Continua dall'articolo precedente.

2) L’Alchimista e il libro di pietra dell’Alchimia. «Se, spinti dalla curiosità, o per dare uno scopo piacevole alla passeggiata senza meta d’un giorno d’estate, salite la scala a chiocciola che porta alle parti alte dell’edificio, percorrete lentamente il paesaggio, scavato come un canale per lo smaltimento delle acque, sulla sommità della seconda galleria. Giunti vicino all’asse mediano del grande edificio, all’altezza dell’angolo rientrante della torre settentrionale, noterete, in mezzo ad un corteo di chimere, il sorprendente rilievo d’un grande vecchio di pietra. E’ lui, è l’Alchimista di notre Dame. Col capo coperto dal cappello Frigio, attributo dell’Adeptato, posato negligentemente sulla lunga capigliatura dai grandi riccioli, il saggio, avvolto nel leggero camice di laboratorio, s’appoggia con una mano alla balaustra, mentre, con l’altra, accarezza la propria barba, abbondante e serica. Egli non medita, osserva. L’occhio è fisso; lo sguardo possiede una straordinaria acutezza. Tutto, nell’atteggiamento del Filosofo, rivela una estrema emozione. La curvatura delle spalle, lo spostamento in avanti della testa e del busto tradiscono, infatti, una grande sorpresa. In verità, questa mano pietrificata sembra animarsi. E’ forse un’illusione? Sembra di vederla tremare… Che splendida figura questa del vecchio Maestro che scruta, interroga, curioso ed attento, l’evoluzione della vita minerale, e poi, infine, abbagliato, contempla il prodigio che solo la propria fede gli faceva intravedere! E come sembrano misere le moderne statue dei nostri scienziati – che siano colate in bronzo o scolpite nel marmo – in confronto a questa raffigurazione venerabile, dal realismo così potente nella sua semplicità!»

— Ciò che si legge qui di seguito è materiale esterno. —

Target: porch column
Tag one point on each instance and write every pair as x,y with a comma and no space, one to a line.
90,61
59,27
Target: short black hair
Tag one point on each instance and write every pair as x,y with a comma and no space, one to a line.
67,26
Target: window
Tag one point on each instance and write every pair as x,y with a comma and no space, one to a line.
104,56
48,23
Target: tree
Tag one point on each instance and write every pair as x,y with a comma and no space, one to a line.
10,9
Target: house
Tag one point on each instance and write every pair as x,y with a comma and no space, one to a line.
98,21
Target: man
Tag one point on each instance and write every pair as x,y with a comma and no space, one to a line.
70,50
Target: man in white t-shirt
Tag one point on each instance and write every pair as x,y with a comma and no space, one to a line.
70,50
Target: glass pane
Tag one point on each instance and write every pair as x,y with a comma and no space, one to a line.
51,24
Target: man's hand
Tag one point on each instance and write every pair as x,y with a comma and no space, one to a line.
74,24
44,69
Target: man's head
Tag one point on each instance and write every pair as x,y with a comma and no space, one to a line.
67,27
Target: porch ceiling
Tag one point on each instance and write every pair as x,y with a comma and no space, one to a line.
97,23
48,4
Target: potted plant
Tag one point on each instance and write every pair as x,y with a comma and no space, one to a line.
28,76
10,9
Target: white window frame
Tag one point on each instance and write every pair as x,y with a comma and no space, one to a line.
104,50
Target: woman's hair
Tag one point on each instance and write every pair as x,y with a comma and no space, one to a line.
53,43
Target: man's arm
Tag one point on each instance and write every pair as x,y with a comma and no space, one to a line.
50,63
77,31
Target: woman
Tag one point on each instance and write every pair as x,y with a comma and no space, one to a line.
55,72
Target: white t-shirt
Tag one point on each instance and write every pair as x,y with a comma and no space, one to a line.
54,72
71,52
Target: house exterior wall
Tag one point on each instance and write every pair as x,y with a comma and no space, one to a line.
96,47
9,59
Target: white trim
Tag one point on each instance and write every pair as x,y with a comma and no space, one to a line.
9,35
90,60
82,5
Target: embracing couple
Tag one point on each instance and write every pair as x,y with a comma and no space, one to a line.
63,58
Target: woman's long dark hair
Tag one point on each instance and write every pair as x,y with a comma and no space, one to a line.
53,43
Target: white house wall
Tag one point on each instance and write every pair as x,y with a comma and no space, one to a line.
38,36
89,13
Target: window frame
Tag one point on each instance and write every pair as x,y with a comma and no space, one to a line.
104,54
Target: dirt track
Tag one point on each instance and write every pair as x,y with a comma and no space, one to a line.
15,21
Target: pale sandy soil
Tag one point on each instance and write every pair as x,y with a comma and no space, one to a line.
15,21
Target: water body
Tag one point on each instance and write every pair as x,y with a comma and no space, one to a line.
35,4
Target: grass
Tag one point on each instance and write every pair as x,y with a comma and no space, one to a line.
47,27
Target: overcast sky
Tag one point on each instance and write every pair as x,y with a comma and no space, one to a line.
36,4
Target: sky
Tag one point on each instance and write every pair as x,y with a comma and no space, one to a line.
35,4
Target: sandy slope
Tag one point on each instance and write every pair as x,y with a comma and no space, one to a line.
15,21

Così scriveva il Fulcanelli nel suo “Il Mistero delle Cattedrali”. Ma lo stesso andava oltre, convintissimo che l’etimologia di “Arte Gotica” andasse ricercata in argot, ovvero in quella sorta di «linguaggio particolare di tutti quegli individui che sono interessati a scambiarsi le proprie opinioni senza essere capiti dagli altri» che deriverebbe addirittura dagli «argonauti, i quali andavano sulla nave Argo, parlavano la lingua argotica, – la nostra lingua verde – navigando verso le fortunate rive della Colchide per conquistare il famoso Vello d’Oro». Credo che mai Fulcanelli sarebbe stato d’accordo con me e con le mie tesi e mai avrebbe ammesso che la sapienza di coloro che costruirono le sue amate cattedrali affondasse principalmente – anche se non esclusivamente – in quella Roma che doveva proprio detestare, se alla stessa non dedica mai neppure un rigo del suo celebre libro! (A proposito: mi dicono che le sue opere siano ormai introvabili in Francia, se non nelle librerie d’usato. Spero non sia vero, perché sarebbe cosa gravissima).

In ogni caso e quale che sia la nostra opinione sulle sue idee o la sua sulle nostre, quella di Fulcanelli è una tesi interessante e degna di essere approfondita. Allora chiediamoci: chi erano gli Argonauti e cosa hanno fatto? Come sarebbero finiti in una cattedrale gotica o addirittura in un intero periodo storico dell’architettura francese? Secondo la Mitologia Greca, gli Argonauti erano una cinquantina di eroi che, guidati da Giasone, a bordo della nave Argo, se ne andarono per mare alla volta dell’ostile Colchide per conquistare il vello d’oro. La storia è lunga e complessa, ma ci basterà mettere in luce alcuni particolari.

1 - Intanto ecco che nella storia vediamo subito comparire Eracle (Ercole) che viene proposto come comandante, ma, al suo rifiuto, è il giovane Giasone che se ne occupa e proprio su indicazione dello stesso Ercole.

2 - E c’entra anche Apollo al quale i 50 sacrificano, prima ancora di alzare l’ancora, per propiziarsi il viaggio?